To become the country’s largest manager of Medicare plans and grow its West Coast business, UnitedHealth Group (NYSE: UNH) is acquiring PacifiCare Health Systems (NYSE: PHS). In consummating what is the second-largest managed care deal ever nnounced, UnitedHealth will secure its position as the largest managed care company in terms of annual revenue.
Based in Minnesota, UnitedHealth Group is one of the nation’s largest health care insurers. Through its various plans and programs, it serves approximately 55 million individuals nationwide. On a trailing 12-month basis, UNH generated revenue of $40 billion, EBITDA of $5 billion and net income of $2.8 billion.
UnitedHealth has been an active acquirer, averaging more than two deals a year for the past several years. A select acquisition history for both UNH and PHS appears on page 4.
Recently, UNH has been vying for the title of top health care insurer with WellPoint (NYSE: WLP), which emerged last year from the $16.5 billion merger of WellPoint and Anthem. UNH countered that deal with its own, the $4.9 billion acquisition of Oxford Health Plans.
Based in California, PacifiCare provides managed care services to 3.3 million HMO enrollees and specialty services to 10.4 million members through PBM, dental and vision plans, principally in the western United States. It is also one of the biggest private providers of health plans to Medicare. Apart from two deals last year, PHS made most of its acquisitions during the 1990s. On a trailing 12-month basis, PHS generated revenue of $12.75 billion, EBITDA of $652 million and net income of $322 million.
Under terms of the agreement, PHS shareholders will receive 1.1 shares of UNH stock and $21.50 in cash for each share of PHS common stock they own. As a result, UNH will pay out $2.2 billion in cash and issue approximately 111.6 million shares of stock currently worth $5.9 billion. By adding $1.1 billion in the assumption of PHS’ long-term debt, the net purchase price rises to $9.2 billion. That price makes this the second-largest Managed Care deal ever, after last year’s $16.5 billion Anthem-WellPoint deal and ahead of the $8.9 billion Aetna-U.S. Healthcare deal nine years ago.
The price-to-revenue (P/R) multiple in this deal is 0.72x and the price-to-EBITDA multiple 14.1x. The raw price per member is $672. However, based on the percentage of revenue that each segment contributes to PHS’ overall revenue, the price per HMO enrollee works out to approximately $2,600 while the price per specialty plan enrollee is $58.
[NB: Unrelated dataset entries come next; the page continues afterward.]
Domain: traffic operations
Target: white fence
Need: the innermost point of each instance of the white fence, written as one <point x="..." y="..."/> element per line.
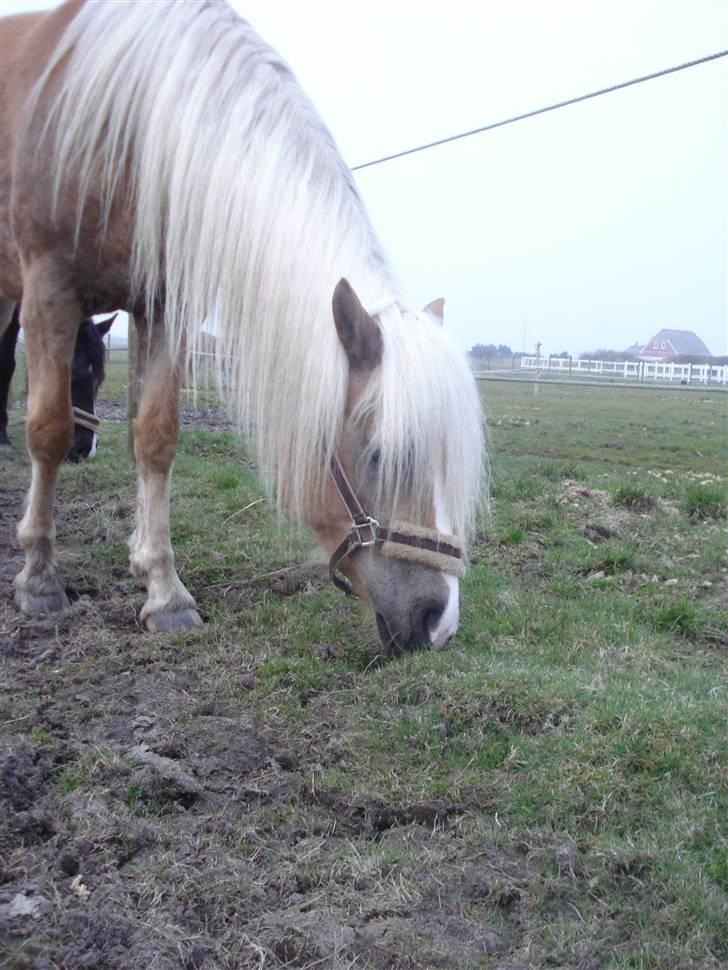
<point x="640" y="370"/>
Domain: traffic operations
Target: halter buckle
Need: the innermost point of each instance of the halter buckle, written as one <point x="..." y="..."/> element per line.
<point x="359" y="536"/>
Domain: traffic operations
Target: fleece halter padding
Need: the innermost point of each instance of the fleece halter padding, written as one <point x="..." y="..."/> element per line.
<point x="401" y="540"/>
<point x="431" y="548"/>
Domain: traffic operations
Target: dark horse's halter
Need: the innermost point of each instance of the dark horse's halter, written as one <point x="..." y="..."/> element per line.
<point x="437" y="551"/>
<point x="84" y="419"/>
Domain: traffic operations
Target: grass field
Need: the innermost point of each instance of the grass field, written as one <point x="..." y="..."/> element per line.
<point x="550" y="791"/>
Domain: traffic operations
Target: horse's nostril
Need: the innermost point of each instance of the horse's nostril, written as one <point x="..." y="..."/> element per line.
<point x="432" y="621"/>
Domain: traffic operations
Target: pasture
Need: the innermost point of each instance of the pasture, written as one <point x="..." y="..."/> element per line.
<point x="549" y="791"/>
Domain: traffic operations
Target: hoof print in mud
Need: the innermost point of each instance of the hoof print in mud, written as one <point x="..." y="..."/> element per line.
<point x="37" y="604"/>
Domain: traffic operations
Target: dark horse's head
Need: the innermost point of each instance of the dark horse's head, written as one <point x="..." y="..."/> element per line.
<point x="87" y="375"/>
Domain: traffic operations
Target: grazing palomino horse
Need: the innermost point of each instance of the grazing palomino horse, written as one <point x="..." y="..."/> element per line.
<point x="87" y="375"/>
<point x="160" y="157"/>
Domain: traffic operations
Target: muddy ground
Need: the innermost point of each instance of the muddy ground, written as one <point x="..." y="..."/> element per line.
<point x="145" y="825"/>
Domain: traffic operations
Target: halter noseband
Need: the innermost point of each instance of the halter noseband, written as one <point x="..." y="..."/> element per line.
<point x="84" y="419"/>
<point x="425" y="546"/>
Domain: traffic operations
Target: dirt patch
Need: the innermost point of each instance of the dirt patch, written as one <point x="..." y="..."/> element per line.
<point x="149" y="819"/>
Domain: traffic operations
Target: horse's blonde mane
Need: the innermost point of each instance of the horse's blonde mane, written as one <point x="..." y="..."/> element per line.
<point x="242" y="209"/>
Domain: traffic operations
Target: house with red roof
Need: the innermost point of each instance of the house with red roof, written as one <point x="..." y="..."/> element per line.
<point x="667" y="345"/>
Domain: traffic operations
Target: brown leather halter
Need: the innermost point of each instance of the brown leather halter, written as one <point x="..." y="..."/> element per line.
<point x="366" y="531"/>
<point x="84" y="419"/>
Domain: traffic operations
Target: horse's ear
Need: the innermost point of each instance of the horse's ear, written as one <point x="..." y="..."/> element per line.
<point x="104" y="326"/>
<point x="436" y="310"/>
<point x="358" y="332"/>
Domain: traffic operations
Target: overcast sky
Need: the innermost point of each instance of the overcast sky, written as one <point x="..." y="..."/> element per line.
<point x="593" y="226"/>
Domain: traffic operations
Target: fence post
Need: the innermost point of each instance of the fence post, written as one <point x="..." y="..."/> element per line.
<point x="132" y="389"/>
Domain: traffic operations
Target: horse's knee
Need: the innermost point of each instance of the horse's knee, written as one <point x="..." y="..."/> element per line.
<point x="155" y="442"/>
<point x="50" y="435"/>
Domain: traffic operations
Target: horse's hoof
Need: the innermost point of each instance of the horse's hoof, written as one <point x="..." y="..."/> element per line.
<point x="165" y="622"/>
<point x="33" y="604"/>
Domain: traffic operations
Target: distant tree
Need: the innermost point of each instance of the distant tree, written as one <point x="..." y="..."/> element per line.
<point x="490" y="350"/>
<point x="602" y="354"/>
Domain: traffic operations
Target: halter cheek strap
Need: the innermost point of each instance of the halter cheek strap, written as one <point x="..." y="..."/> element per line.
<point x="84" y="419"/>
<point x="402" y="540"/>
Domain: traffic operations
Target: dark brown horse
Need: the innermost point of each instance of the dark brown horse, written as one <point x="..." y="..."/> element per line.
<point x="161" y="158"/>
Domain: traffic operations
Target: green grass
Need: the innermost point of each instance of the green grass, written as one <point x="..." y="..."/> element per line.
<point x="582" y="704"/>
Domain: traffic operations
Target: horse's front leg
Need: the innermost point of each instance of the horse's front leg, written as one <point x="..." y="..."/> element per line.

This deal creates a company with 69 million total members and $53 billion in annual revenue, compared with WellPoint’s $27.3 billion in annualized revenue and 27.7 million members. This transaction will confer on UNH all those benefits that go along with being king of the hill.
The only hurdle this deal might encounter is opposition from California’s Attorney General Garamendi, who held the Anthem-WellPoint deal hostage until he could extract some further concessions for the state. Even so, WLP’s history of dealings with the AG’s office ought to provide UNH with a map for navigating that legal minefield. Morgan Stanley served as an advisor to PacifiCare.
News of this deal has bred speculation about more consolidation and dealmaking in the Managed Care sector, some of it admittedly little more than gossip. One proposal has Aetna (NYSE: AET) buying Health Net (NYSE: HNT), which has a presence in the Medicare Advantage market in AET’s home state of Connecticut. Aetna, however, has denied such a move. Another idea circulating in the press, and one easier to swallow, is that WellPoint will eventually buy Wellchoice (NYSE: WC), the New York Blues plan that recently went public. Given WellPoint’s penchant for buying Blue Cross Blue Shield plans, this is more likely a case of when, rather than if.